The states are stepping up on climate change
Will it be enough?
In just the last week, two economically and politically important states, New York and Virginia, took major steps toward reducing their contributions to climate change. On Tuesday, Virginia Governor Terry McAuliffe (D) signed an executive order directing the state’s Department of Environmental Quality to develop and propose a regulation to the State Air Pollution Control Board “to abate, control or limit” emissions of carbon dioxide from electric power plants. The order also asks that any regulation is “trading-ready,” or compatible with multi-state trading programs, which many have speculated is a signal that Virginia may join the Regional Greenhouse Gas Initiative, the group of Northeastern states that participate in a carbon trading market. While some environmentalists are luke warm about the timing of this announcement, with less than a year left in McAuliffe’s term, it’s still a bold step for a purple, southern state to take on one of the most politically charged issues. The race for governor later this year provides an opportunity for voters to directly signal their support or opposition to the order, as the party of the next governor will likely determine its fate.
And just yesterday, New York Governor Andrew Cuomo (D) announced a statewide plan to reduce methane emissions, as part of the state’s goal to reduce GHG emission by 40% from 1990 levels by 2030. With this move, New York joins California as leaders in addressing short-lived climate pollutants like methane. New York’s plan highlights the diversity in state emissions profiles; unlike California, where dairy and livestock account for 55% of methane emissions, while landfills produce 20% and oil and gas emissions make up only 4%, New York’s methane profile features 58% of emissions from landfills, 11% from oil and gas, and only 22% from agriculture.
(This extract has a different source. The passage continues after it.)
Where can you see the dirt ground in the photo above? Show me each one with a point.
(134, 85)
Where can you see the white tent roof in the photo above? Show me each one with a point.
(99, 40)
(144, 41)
As a result, it may actually be easier for New York to meet its methane reduction goal than California, since reducing organic waste and capturing landfill gas are less costly and less controversial than installing biodigesters at dairies.
As encouraging as these developments are, we will need more than a handful of states to start ramping up mitigation efforts if we are going to avert the worst of climate change. But as more states emulate California and prove that these measures don’t kill economies or jobs and improve lives, maybe that handful will grow.